Les Veilleurs du seuil
Le cimetière de Clairécume est calme désormais. La nappe de brouillard, légèrement rougeâtre sous la lumière d'Amarandil, est toujours présente. De l'autre côté du fleuve, la ville s'illumine des lampadaires et des bougies de la vie citadine, dominant la vallée depuis ses collines. Adelnya peut observer ce spectacle au travers des grilles lugubres, adossée à une tombe en marbre salie par la mousse et le temps. Le teint livide, son visage est en sueur malgré le froid de ce début d'hiver. Un fil vermeil coule de son arcade, tranchant avec la couleur albâtre de son teint.

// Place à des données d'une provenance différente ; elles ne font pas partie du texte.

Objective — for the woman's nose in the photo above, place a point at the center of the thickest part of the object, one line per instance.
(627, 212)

Reprenant son souffle, elle repousse le cadavre putréfié affalé sur ses jambes et, dans un ultime effort, se relève en poussant un long gémissement, son épée d'une main, l'autre tenant son ventre où sa cotte de maille était maculée de sang. Bien qu'une vingtaine de squelettes se trouvent déjà à ses pieds, plus du double continue encore à affluer vers elle, déambulant à travers les caveaux et les arbres sinueux.

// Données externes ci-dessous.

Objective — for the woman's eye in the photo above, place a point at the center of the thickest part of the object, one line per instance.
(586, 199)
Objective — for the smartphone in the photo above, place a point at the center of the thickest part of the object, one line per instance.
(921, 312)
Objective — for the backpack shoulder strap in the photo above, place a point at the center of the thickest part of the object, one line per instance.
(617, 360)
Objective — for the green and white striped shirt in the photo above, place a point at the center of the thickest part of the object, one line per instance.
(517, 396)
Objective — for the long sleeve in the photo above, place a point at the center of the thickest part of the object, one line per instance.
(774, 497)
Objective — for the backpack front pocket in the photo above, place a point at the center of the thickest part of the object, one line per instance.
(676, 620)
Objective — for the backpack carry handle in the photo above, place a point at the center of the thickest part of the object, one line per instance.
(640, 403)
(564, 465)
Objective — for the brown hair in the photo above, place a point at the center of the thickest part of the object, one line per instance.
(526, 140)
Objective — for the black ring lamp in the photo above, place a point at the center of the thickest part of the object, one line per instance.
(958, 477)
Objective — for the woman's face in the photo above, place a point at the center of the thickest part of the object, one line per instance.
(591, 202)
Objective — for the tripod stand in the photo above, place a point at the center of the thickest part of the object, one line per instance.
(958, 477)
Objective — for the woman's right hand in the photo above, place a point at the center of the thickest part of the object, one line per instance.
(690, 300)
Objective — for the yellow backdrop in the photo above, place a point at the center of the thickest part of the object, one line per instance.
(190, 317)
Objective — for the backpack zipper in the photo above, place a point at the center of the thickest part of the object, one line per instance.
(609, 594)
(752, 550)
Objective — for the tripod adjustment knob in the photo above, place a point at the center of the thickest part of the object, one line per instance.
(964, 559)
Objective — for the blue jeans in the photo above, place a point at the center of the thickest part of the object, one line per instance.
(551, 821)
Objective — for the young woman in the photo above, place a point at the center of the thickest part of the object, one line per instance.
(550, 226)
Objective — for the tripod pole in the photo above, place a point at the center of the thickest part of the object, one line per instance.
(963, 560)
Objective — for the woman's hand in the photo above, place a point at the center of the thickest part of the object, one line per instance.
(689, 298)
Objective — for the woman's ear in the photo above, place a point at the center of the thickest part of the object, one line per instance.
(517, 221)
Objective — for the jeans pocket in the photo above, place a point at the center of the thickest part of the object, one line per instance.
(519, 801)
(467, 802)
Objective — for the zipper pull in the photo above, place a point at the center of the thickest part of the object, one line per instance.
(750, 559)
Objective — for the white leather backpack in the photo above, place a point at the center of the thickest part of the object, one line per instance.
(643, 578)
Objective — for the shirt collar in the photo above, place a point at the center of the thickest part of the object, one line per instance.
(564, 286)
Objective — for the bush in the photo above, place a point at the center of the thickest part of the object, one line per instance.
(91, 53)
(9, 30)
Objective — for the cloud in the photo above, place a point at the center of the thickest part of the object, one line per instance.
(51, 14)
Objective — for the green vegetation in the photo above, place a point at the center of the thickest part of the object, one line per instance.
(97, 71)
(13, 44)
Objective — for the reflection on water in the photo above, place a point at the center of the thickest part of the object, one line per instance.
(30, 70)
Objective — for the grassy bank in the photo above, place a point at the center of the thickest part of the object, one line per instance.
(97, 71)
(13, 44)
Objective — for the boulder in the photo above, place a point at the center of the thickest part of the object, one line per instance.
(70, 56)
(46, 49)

La riss sait qu'elle n'a plus la force de se battre, mais une telle quantité de mort-vivants qui déferlent sur la cité... Cela n'est pas concevable.
Adelnya lâche son arme, qui choit lourdement au sol. D’un geste rapide, la riss attrape un petit sachet à sa ceinture, s’enduit les mains d’une poudre argentée, puis saisit une minuscule fiole métallique, soigneusement enveloppée dans un tissu. Le liquide en est versé tandis que la horde s’avance, les défunts animés n’étant plus qu’à quelques mètres. La paladine jette la fiole vide et, la tête baissée, murmure d’une voix à peine audible :
— « Nactaë...
La poudre sur ses paumes s'enflamme immédiatement d'une intensité étincelante, crépitante. La peau se met à rougir mais la douleur n'est plus qu'une information sans prise sur Adelnya.

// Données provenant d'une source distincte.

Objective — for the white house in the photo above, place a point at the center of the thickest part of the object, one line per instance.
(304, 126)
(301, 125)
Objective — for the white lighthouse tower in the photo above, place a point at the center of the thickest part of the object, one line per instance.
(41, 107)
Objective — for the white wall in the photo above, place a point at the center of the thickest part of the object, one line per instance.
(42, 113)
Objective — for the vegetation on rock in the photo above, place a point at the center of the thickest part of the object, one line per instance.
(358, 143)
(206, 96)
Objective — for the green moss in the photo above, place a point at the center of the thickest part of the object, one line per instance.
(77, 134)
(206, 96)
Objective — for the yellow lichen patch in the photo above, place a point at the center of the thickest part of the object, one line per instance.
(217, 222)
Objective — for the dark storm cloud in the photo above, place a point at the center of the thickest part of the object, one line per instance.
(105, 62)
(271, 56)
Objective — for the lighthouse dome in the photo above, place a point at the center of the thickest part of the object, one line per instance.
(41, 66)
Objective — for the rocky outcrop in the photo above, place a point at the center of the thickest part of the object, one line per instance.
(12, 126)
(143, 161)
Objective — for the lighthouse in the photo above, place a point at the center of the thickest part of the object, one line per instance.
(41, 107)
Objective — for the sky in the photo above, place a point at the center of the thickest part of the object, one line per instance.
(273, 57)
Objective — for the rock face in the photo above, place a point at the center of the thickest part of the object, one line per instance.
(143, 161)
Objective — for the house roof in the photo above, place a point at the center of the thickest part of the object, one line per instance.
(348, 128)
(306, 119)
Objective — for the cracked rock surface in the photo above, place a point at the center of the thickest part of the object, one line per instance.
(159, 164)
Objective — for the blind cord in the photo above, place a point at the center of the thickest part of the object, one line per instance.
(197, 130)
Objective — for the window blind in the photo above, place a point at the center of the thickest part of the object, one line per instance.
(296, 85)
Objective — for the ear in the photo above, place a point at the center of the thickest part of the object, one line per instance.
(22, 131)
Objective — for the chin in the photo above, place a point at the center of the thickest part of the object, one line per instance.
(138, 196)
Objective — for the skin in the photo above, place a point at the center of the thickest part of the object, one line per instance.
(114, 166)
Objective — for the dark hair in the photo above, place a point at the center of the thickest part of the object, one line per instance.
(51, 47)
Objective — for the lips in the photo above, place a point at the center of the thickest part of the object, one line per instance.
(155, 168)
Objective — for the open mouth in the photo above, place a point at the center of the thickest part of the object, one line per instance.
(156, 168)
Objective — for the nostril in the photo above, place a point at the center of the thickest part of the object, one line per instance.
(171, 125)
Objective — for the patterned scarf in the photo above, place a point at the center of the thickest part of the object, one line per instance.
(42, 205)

— ... eslim lima Sillybir...
Le son de sa bouche est toujours faible, mais un écho se fait entendre dans la nécropole, reprenant ses mots pour leur donner une résonance. Les défunts commencent à s'embraser de flammes bleues et pourpres, sans que cela ne les fasse dévier de leurs cibles ou ne leur arrache un son. Ces derniers se jette sur la riss, dents et griffes en avant, dans des râles de mort inéluctable.
— Merregwel ! »
Un flash lumineux jaillit de la poitrine de la paladine, créant une impulsion soufflant la horde en une poussière qui retombe sur le sol, alors que ce dernier mot résonne d'une puissance céleste dans le cimetière. Ne reste de la Veilleuse du seuil qu'une armure fumante et noircie posée sur la terre gelée.
De l'autre côté du fleuve, Clairécume continue de scintiller dans la nuit alors que les citadins dorment dans la chaleur de leur foyer.